1. How much, per pound, should you expect to pay a priest to fly you to the outer islands of Yap?
2. Classic slumber party stumper: If you could have just one movie on a remote Pacific island, what would it definitely not be?
3. How do you blend fruity drinks without a blender?
4. Is a free, one-hour class from Home Depot on “Flowerbox Construction” sufficient training to build a house?

From Robinson Crusoe to Survivor, Gilligan’s Island to The Beach, people have fantasized about living on a remote tropical island. But when facing a quarter-life crisis, plucky desk slave Alex Sheshunoff actually did it.

While out in Paradise, he learned a lot. About how to make big choices and big changes. About the less-than-idyllic parts of paradise. About tying a loincloth without exposing the tender bits. Now, Alex shares his incredible story and pretty-hard-won wisdom in a book that will surprise you, make you laugh, take you to such unforgettable islands as Yap and Pig, and perhaps inspire your own move to an island with only two letters in its name.

Answers: 1) $1.14 2) Gas Attack Training Made Simple 3) Crimp a fork in half and insert middle into power drill 4) No.

I received this book in exchange for an honest review. I have to be honest, I only finished about half of this book.
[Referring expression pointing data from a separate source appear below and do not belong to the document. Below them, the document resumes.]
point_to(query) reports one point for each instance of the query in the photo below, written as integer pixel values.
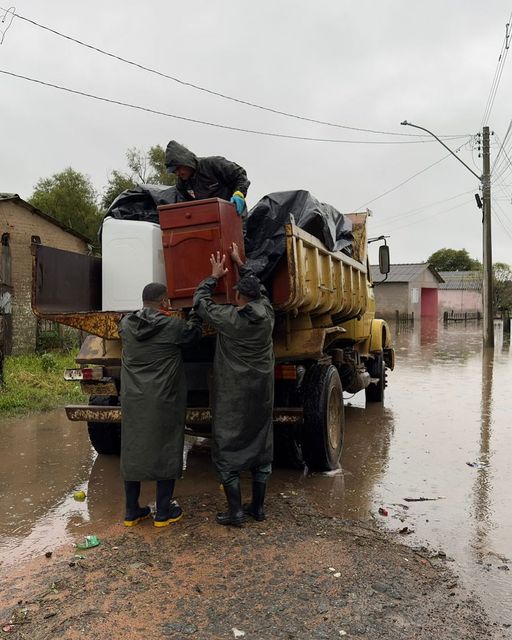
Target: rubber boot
(235, 515)
(167, 510)
(134, 512)
(255, 509)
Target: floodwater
(448, 404)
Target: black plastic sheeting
(265, 239)
(140, 203)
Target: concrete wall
(459, 301)
(389, 297)
(21, 224)
(404, 297)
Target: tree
(453, 260)
(70, 197)
(145, 167)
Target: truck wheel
(105, 437)
(287, 449)
(376, 369)
(324, 418)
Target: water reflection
(448, 403)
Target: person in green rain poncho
(153, 402)
(243, 386)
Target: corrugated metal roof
(461, 280)
(14, 197)
(406, 272)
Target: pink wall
(428, 303)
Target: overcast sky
(364, 64)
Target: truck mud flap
(195, 416)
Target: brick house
(21, 224)
(461, 292)
(409, 288)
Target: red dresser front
(192, 231)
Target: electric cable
(401, 184)
(206, 90)
(205, 122)
(497, 74)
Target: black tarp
(140, 203)
(265, 240)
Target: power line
(497, 74)
(437, 213)
(204, 89)
(401, 184)
(502, 146)
(506, 227)
(418, 210)
(204, 122)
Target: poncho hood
(145, 323)
(177, 155)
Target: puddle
(448, 404)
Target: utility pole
(485, 181)
(487, 242)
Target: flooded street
(448, 404)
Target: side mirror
(384, 258)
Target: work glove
(239, 201)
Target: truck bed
(310, 282)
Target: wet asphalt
(448, 403)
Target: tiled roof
(14, 197)
(461, 280)
(405, 272)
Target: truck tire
(287, 449)
(376, 369)
(324, 418)
(105, 437)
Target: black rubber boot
(235, 515)
(255, 509)
(134, 512)
(167, 510)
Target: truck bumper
(195, 417)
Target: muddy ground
(298, 575)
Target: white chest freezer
(132, 257)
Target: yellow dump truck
(327, 341)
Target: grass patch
(36, 383)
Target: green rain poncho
(243, 379)
(153, 394)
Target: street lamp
(485, 181)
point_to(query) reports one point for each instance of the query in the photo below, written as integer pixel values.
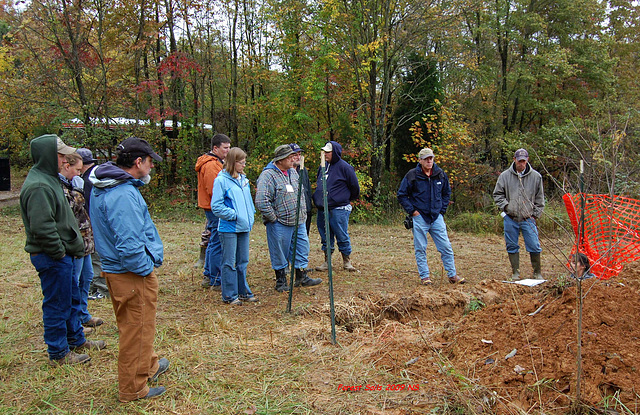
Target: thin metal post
(327, 231)
(294, 245)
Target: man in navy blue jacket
(424, 194)
(342, 188)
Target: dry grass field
(401, 348)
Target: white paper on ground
(529, 282)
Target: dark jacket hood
(44, 152)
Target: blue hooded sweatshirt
(429, 195)
(125, 236)
(232, 203)
(342, 182)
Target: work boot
(535, 263)
(515, 266)
(347, 263)
(281, 280)
(203, 252)
(303, 279)
(325, 264)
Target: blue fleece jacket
(232, 203)
(125, 236)
(342, 182)
(429, 195)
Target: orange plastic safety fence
(611, 236)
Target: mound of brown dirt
(522, 346)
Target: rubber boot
(302, 279)
(515, 266)
(535, 263)
(203, 252)
(347, 263)
(281, 280)
(325, 264)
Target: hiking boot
(163, 366)
(94, 322)
(347, 263)
(153, 392)
(70, 359)
(89, 345)
(281, 280)
(302, 279)
(514, 259)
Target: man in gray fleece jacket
(519, 195)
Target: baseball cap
(295, 148)
(65, 149)
(424, 153)
(521, 154)
(137, 146)
(87, 155)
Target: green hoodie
(48, 220)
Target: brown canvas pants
(135, 300)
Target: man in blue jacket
(342, 188)
(424, 194)
(130, 248)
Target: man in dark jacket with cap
(424, 194)
(130, 249)
(98, 288)
(520, 198)
(342, 189)
(53, 239)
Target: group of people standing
(425, 193)
(283, 195)
(66, 219)
(116, 223)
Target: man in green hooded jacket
(53, 239)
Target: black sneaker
(163, 365)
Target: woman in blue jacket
(232, 203)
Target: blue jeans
(279, 239)
(213, 255)
(438, 232)
(338, 229)
(83, 275)
(235, 258)
(60, 304)
(529, 231)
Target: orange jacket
(208, 166)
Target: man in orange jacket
(208, 166)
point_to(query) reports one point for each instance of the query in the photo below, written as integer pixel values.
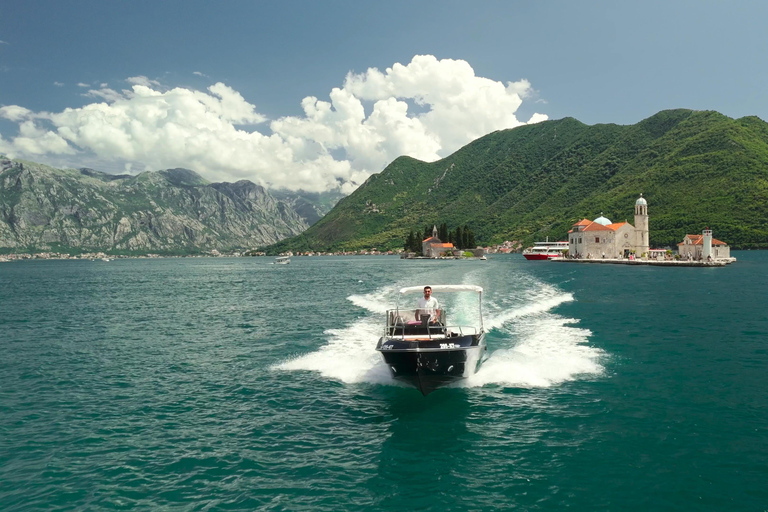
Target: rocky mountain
(170, 211)
(695, 168)
(312, 206)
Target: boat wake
(529, 346)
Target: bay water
(237, 384)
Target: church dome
(602, 220)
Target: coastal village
(589, 241)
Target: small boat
(546, 250)
(430, 355)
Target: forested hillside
(695, 168)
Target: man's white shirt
(428, 306)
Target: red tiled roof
(596, 226)
(699, 240)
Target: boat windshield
(413, 322)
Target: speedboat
(428, 352)
(546, 250)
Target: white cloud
(104, 93)
(335, 143)
(15, 113)
(141, 80)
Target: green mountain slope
(696, 169)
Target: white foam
(550, 350)
(349, 355)
(538, 348)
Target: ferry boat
(428, 355)
(546, 250)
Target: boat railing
(405, 322)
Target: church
(433, 247)
(601, 238)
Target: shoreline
(657, 263)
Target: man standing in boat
(428, 305)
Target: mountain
(171, 211)
(312, 206)
(695, 168)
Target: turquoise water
(234, 384)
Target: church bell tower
(641, 226)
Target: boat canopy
(439, 288)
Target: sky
(317, 96)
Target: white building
(703, 247)
(601, 238)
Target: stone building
(601, 238)
(703, 247)
(433, 247)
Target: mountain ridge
(696, 169)
(170, 211)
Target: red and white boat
(546, 251)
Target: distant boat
(546, 250)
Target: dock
(657, 263)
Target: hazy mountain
(312, 206)
(695, 168)
(170, 211)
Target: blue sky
(220, 87)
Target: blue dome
(602, 220)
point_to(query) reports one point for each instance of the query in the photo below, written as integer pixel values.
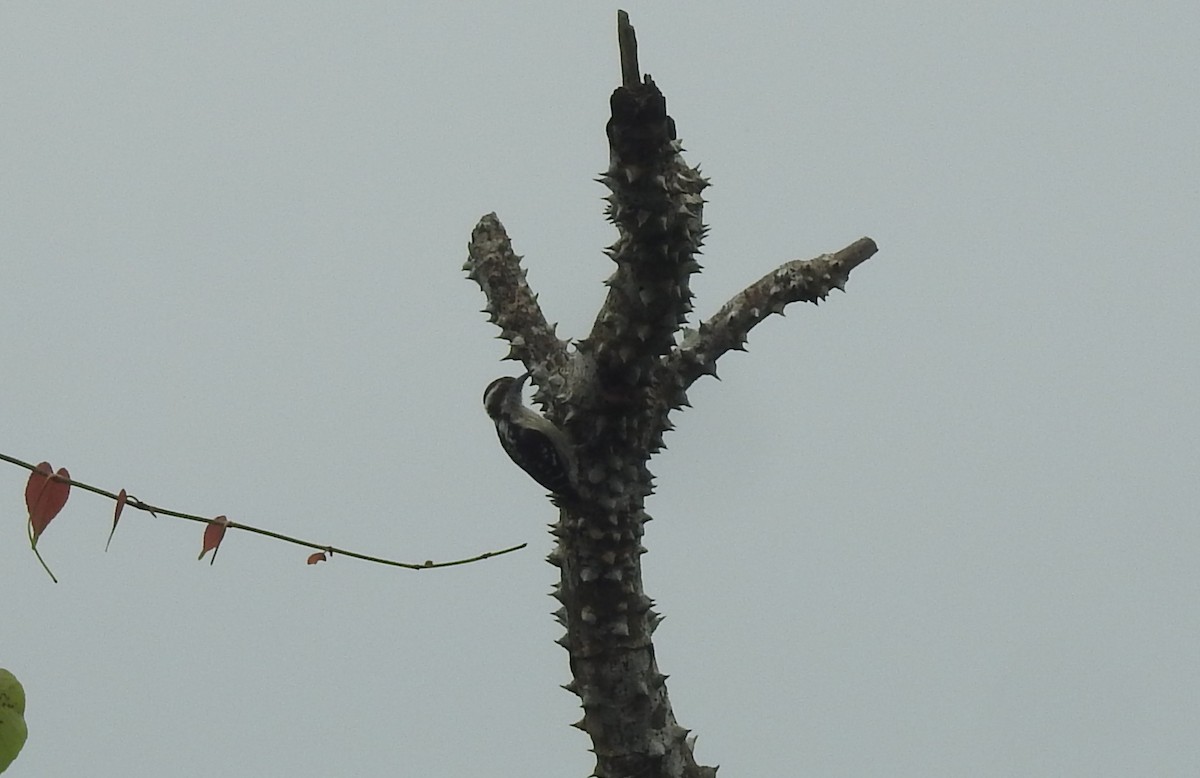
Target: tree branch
(801, 280)
(133, 502)
(627, 43)
(511, 305)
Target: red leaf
(46, 494)
(121, 497)
(213, 536)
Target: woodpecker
(537, 446)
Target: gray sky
(945, 525)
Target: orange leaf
(46, 494)
(121, 497)
(213, 536)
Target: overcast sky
(943, 525)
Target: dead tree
(613, 394)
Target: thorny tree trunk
(613, 394)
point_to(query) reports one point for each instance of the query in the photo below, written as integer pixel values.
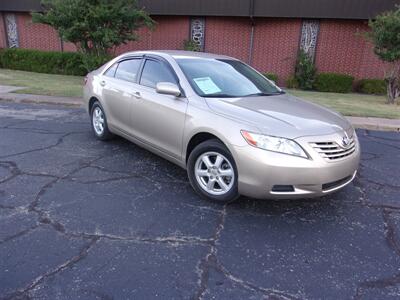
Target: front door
(159, 119)
(119, 91)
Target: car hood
(281, 115)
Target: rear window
(111, 71)
(155, 72)
(128, 69)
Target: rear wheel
(99, 122)
(212, 172)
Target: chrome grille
(333, 151)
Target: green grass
(43, 84)
(357, 105)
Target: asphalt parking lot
(83, 219)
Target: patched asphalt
(84, 219)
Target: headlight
(272, 143)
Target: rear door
(159, 119)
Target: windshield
(225, 78)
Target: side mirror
(168, 88)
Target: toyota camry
(232, 129)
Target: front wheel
(212, 172)
(99, 122)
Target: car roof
(181, 54)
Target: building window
(12, 30)
(197, 31)
(309, 36)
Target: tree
(385, 35)
(94, 26)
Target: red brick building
(265, 33)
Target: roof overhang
(318, 9)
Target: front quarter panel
(200, 119)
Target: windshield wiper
(220, 96)
(266, 94)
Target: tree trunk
(391, 90)
(392, 77)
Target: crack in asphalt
(22, 293)
(209, 262)
(58, 142)
(394, 244)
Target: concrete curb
(42, 99)
(380, 124)
(358, 122)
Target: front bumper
(262, 174)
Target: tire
(216, 180)
(99, 122)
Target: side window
(111, 71)
(128, 69)
(155, 72)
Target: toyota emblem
(345, 141)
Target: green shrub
(335, 83)
(371, 86)
(305, 71)
(64, 63)
(292, 83)
(271, 76)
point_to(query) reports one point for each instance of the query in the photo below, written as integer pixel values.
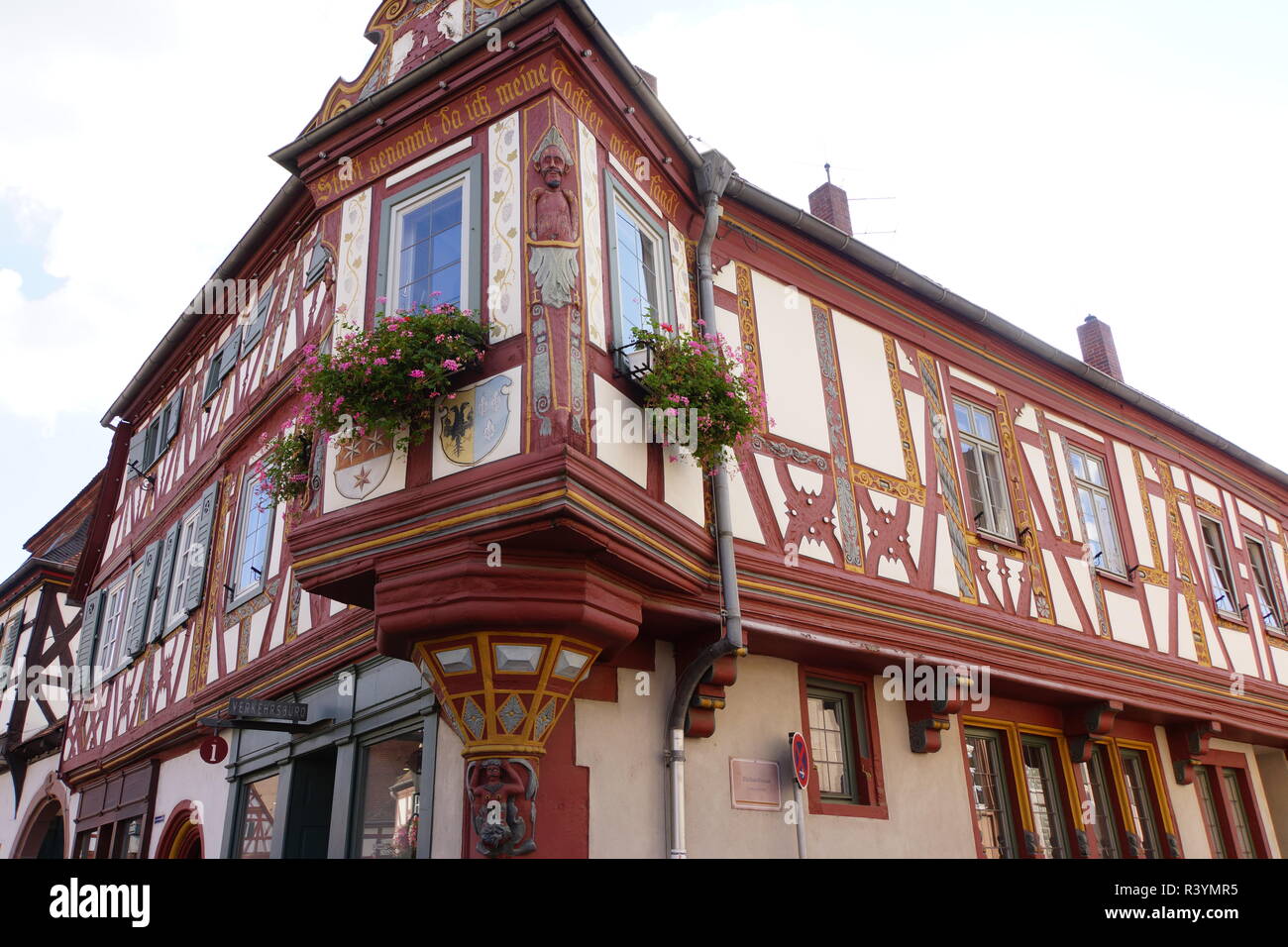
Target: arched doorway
(44, 836)
(181, 834)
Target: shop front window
(389, 806)
(259, 808)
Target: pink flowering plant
(387, 379)
(702, 375)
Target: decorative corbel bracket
(1086, 722)
(1189, 745)
(928, 716)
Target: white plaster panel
(875, 438)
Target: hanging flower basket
(703, 385)
(389, 377)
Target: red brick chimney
(1098, 347)
(831, 205)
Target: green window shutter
(257, 325)
(91, 616)
(165, 571)
(141, 600)
(201, 554)
(11, 641)
(136, 462)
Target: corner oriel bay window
(254, 535)
(1219, 567)
(429, 250)
(639, 264)
(1095, 508)
(986, 474)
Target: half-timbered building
(1018, 607)
(40, 625)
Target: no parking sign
(800, 759)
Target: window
(992, 801)
(429, 252)
(387, 822)
(1219, 567)
(114, 625)
(1241, 832)
(1096, 776)
(1091, 486)
(844, 780)
(178, 609)
(1229, 814)
(1211, 818)
(128, 839)
(1044, 789)
(253, 330)
(317, 264)
(991, 505)
(149, 446)
(222, 364)
(1140, 800)
(258, 810)
(253, 540)
(638, 265)
(638, 254)
(1266, 599)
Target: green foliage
(704, 376)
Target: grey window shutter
(134, 462)
(90, 618)
(11, 641)
(257, 325)
(201, 554)
(213, 376)
(317, 264)
(172, 412)
(145, 583)
(228, 355)
(165, 571)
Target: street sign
(800, 759)
(275, 710)
(214, 750)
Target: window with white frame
(986, 474)
(639, 265)
(254, 532)
(429, 248)
(114, 624)
(183, 565)
(1219, 567)
(1095, 508)
(1271, 617)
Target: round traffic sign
(214, 750)
(800, 759)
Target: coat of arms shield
(362, 466)
(472, 424)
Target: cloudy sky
(1046, 159)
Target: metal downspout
(712, 178)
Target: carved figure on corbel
(930, 718)
(1082, 724)
(502, 805)
(1189, 745)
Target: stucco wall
(622, 745)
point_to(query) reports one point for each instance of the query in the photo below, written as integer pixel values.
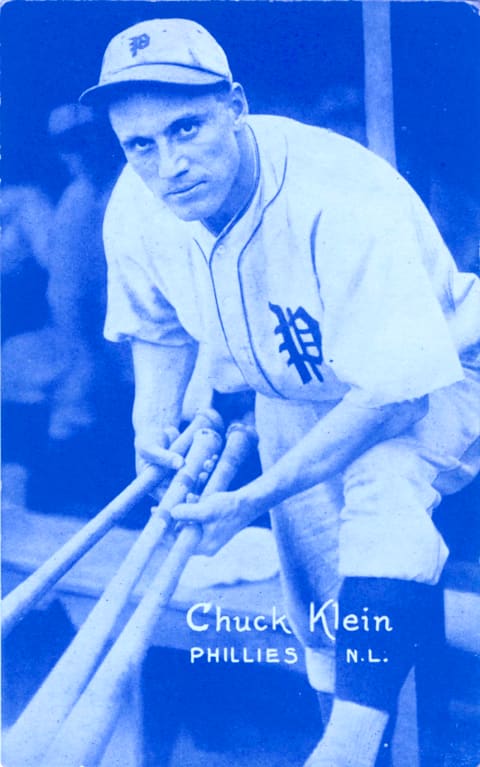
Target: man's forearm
(332, 444)
(162, 375)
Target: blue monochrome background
(67, 438)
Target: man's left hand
(221, 516)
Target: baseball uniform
(332, 282)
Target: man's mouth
(184, 190)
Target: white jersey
(333, 281)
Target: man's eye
(187, 129)
(139, 145)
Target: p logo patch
(139, 43)
(302, 341)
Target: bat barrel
(37, 725)
(16, 604)
(85, 733)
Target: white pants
(374, 520)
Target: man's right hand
(157, 451)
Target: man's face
(183, 147)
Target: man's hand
(222, 515)
(156, 452)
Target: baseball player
(299, 265)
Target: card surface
(217, 675)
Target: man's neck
(242, 188)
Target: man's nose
(172, 160)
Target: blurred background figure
(64, 448)
(76, 288)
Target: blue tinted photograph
(240, 384)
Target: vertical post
(379, 110)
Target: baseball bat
(27, 594)
(35, 728)
(85, 734)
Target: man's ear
(238, 105)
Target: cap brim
(166, 74)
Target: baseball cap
(175, 51)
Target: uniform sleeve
(384, 332)
(136, 306)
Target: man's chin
(189, 212)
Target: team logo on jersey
(139, 43)
(302, 340)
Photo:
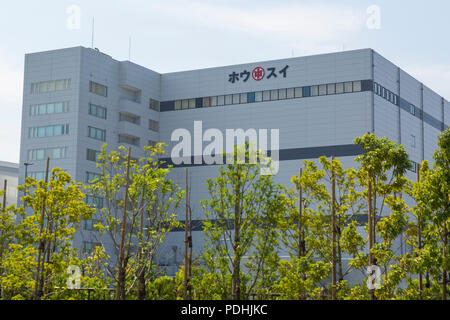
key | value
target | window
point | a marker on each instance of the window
(153, 125)
(236, 98)
(348, 87)
(258, 96)
(128, 117)
(92, 155)
(97, 111)
(98, 88)
(89, 246)
(91, 176)
(50, 86)
(154, 104)
(125, 138)
(207, 102)
(413, 166)
(331, 88)
(413, 141)
(250, 97)
(220, 100)
(96, 133)
(290, 93)
(322, 90)
(89, 224)
(306, 92)
(42, 154)
(273, 94)
(96, 202)
(228, 99)
(191, 103)
(213, 101)
(38, 175)
(49, 108)
(243, 97)
(48, 131)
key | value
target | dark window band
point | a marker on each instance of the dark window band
(290, 154)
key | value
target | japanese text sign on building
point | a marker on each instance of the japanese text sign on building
(257, 74)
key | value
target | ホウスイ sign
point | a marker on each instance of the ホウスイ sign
(257, 74)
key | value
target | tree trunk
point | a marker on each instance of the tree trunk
(120, 290)
(370, 227)
(38, 280)
(235, 284)
(333, 232)
(444, 270)
(141, 284)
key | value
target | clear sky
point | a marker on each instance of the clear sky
(175, 35)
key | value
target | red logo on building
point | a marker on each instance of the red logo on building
(258, 73)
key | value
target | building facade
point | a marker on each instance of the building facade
(77, 99)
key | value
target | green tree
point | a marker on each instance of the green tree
(381, 175)
(432, 194)
(151, 198)
(57, 206)
(240, 212)
(307, 233)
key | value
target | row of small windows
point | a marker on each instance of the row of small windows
(270, 95)
(42, 154)
(97, 111)
(49, 131)
(49, 108)
(98, 88)
(392, 97)
(50, 86)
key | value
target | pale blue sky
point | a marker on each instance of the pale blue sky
(173, 35)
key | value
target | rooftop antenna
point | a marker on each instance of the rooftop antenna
(92, 39)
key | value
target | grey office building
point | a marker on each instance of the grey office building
(77, 99)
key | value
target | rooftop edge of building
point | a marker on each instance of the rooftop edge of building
(98, 51)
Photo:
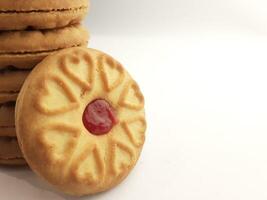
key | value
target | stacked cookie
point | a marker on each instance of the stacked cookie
(29, 31)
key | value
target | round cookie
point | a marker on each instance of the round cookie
(12, 80)
(25, 49)
(7, 119)
(8, 97)
(10, 153)
(80, 121)
(41, 14)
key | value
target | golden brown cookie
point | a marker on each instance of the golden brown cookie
(41, 14)
(11, 80)
(8, 97)
(7, 119)
(25, 49)
(10, 153)
(80, 121)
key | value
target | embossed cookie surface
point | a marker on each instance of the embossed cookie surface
(10, 153)
(58, 98)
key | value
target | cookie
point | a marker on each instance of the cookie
(10, 153)
(7, 119)
(80, 121)
(25, 49)
(41, 14)
(11, 80)
(8, 97)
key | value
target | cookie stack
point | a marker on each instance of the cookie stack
(29, 31)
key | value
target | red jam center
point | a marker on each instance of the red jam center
(99, 117)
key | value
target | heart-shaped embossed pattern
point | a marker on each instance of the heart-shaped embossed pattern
(112, 72)
(122, 157)
(88, 167)
(135, 130)
(79, 67)
(55, 97)
(131, 97)
(59, 141)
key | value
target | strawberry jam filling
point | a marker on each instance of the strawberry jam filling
(99, 117)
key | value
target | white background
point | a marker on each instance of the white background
(202, 66)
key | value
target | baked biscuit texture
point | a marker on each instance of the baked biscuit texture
(42, 41)
(34, 14)
(10, 153)
(8, 97)
(41, 5)
(7, 119)
(12, 80)
(53, 139)
(18, 49)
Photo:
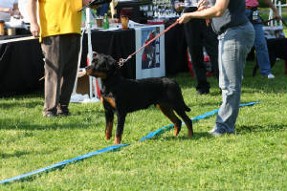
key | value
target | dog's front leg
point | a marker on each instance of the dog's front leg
(120, 127)
(109, 114)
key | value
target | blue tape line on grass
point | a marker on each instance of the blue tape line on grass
(197, 118)
(107, 149)
(63, 163)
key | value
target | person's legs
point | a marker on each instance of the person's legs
(194, 42)
(234, 46)
(210, 42)
(61, 60)
(53, 71)
(70, 46)
(262, 54)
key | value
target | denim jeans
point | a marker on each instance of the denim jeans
(260, 44)
(234, 46)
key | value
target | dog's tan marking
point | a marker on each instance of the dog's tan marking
(111, 101)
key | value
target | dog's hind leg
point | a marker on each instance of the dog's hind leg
(168, 112)
(120, 127)
(109, 114)
(186, 119)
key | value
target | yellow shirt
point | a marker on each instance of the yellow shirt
(60, 17)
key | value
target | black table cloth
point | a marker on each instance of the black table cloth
(21, 63)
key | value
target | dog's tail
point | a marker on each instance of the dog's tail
(186, 108)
I was interested for the first part of the book (about a quarter of the way through), but it started losing my interest as everything seemed to drag on. This book is a very long read with short chapters that make you feel like you’re making a lot more progress than you actually are. I found the book to be not interesting enough to keep my attention for the whole book. I think this book could have been much more interesting if it was made shorter by either cutting some things out or summarizing more.

I did like the “What You Can Expect to Learn in This Chapter” sections at the beginning of each chapter. They provided some interest to the chapter. An example of this is:

Chapter 25
What You Can Expect to Learn in This Chapter
– How do you know if the hunk of steaming sea turtle you’ve just been handed is undercooked?
– What month is cell phone etiquette month?

This book may be for some people and I found it a little bit interesting, but for me it was too long and it dragged on.